Uitspraak
GERECHT IN EERSTE AANLEG VAN BONAIRE
het Gemeenschappelijk Hof van Justitie van Aruba, Curaçao, Sint Maarten en van Bonaire, Sint Eustatius en Saba,
Openbaar Ministerie, zetelend in Bonaire,
ministerie van Justitie, zetelend in Nederland,
Gerecht in eerste aanleg van Bonaire, Sint Eustatius en Saba
In deze zaak heeft eiser, die in de periode 2012 tot 2017 verschillende rechtsgedingen heeft gevoerd bij het Gerecht in eerste aanleg van Bonaire, een vordering ingediend tot inzage van diverse processtukken op grond van de artikelen 843a en 843b van het Wetboek van Burgerlijke Rechtsvordering (Rv). Eiser stelt dat hij deze stukken nodig heeft om een historisch overzicht te verkrijgen van gebeurtenissen die verband houden met corruptie en collusie in de rechtszaken waarin hij betrokken was. De gedaagden, waaronder het Openbaar Ministerie en het ministerie van Justitie, hebben geconcludeerd tot niet-ontvankelijkheid van de vordering, stellende dat er geen rechtsbetrekking bestaat tussen eiser en de gedaagden en dat de gevraagde stukken niet aan hen toebehoren.
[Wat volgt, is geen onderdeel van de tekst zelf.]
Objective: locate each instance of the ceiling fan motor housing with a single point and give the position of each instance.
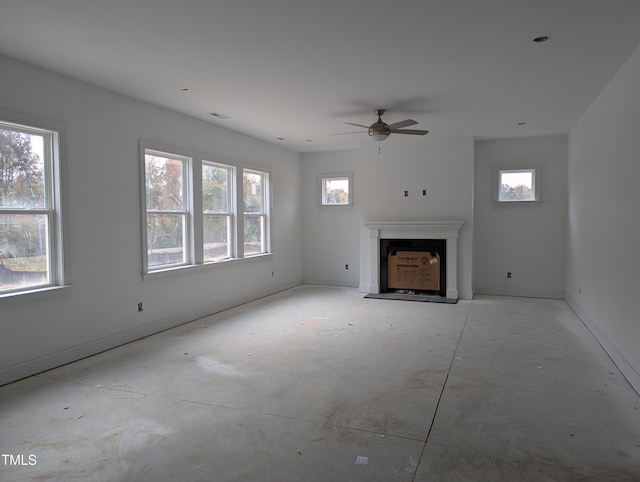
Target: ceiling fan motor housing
(379, 130)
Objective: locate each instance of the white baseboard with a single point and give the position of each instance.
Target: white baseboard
(62, 357)
(330, 282)
(549, 294)
(632, 376)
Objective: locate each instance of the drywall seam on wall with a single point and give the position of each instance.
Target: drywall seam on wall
(632, 376)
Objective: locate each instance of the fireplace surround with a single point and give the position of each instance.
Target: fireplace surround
(412, 230)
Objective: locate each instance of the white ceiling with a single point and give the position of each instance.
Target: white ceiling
(299, 69)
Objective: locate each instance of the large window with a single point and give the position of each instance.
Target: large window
(166, 208)
(255, 212)
(30, 209)
(191, 209)
(217, 208)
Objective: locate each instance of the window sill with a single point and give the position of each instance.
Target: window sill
(32, 296)
(189, 268)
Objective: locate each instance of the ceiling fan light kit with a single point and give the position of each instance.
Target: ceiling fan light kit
(380, 130)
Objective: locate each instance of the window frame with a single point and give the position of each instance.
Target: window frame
(323, 178)
(228, 213)
(55, 209)
(194, 244)
(535, 181)
(185, 212)
(263, 214)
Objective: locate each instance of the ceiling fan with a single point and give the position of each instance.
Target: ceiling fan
(380, 130)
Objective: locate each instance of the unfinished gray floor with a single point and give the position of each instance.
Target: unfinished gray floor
(320, 384)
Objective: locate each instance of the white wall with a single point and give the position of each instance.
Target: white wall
(603, 271)
(330, 233)
(440, 163)
(100, 309)
(526, 239)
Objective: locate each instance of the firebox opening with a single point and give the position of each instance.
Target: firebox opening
(416, 266)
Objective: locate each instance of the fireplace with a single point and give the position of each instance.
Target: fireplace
(412, 234)
(414, 265)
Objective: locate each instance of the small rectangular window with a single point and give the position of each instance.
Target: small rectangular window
(255, 198)
(335, 190)
(517, 185)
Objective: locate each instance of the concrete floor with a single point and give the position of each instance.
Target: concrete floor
(320, 384)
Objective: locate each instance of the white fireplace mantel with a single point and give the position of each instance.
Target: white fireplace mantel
(441, 229)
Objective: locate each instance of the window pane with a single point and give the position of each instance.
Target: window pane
(165, 239)
(23, 251)
(22, 170)
(253, 235)
(215, 189)
(252, 182)
(516, 186)
(163, 183)
(336, 190)
(216, 238)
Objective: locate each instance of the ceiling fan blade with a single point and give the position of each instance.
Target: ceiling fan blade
(415, 132)
(357, 125)
(404, 123)
(343, 133)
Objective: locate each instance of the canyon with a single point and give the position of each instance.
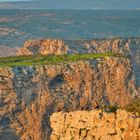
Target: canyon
(29, 95)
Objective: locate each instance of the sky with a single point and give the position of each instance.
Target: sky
(70, 4)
Het Gerecht heeft in zijn beoordeling vastgesteld dat de vordering van eiser niet voldoet aan de vereisten van artikel 843a Rv, omdat de gedaagden geen natuurlijke personen zijn en geen rechtspersoonlijkheid bezitten. Daarnaast is de vordering te onbepaald om te kunnen beoordelen of eiser een rechtmatig belang heeft bij de gevraagde inzage. Het Gerecht heeft ook opgemerkt dat de gevraagde documenten in veel gevallen niet onder de gedaagden vallen en dat eiser niet heeft aangetoond dat hij stukken heeft verloren die als bewijsmiddel kunnen dienen.
Het Gerecht heeft de vordering in het incident afgewezen en eiser veroordeeld in de kosten. De zaak is vervolgens verwezen naar de rolzitting voor het nemen van een conclusie van repliek door eiser, waarbij hij in de gelegenheid wordt gesteld om een vertaling van zijn verzoekschrift en andere conclusies in het Nederlands te overleggen. De beslissing is openbaar uitgesproken op 30 januari 2019.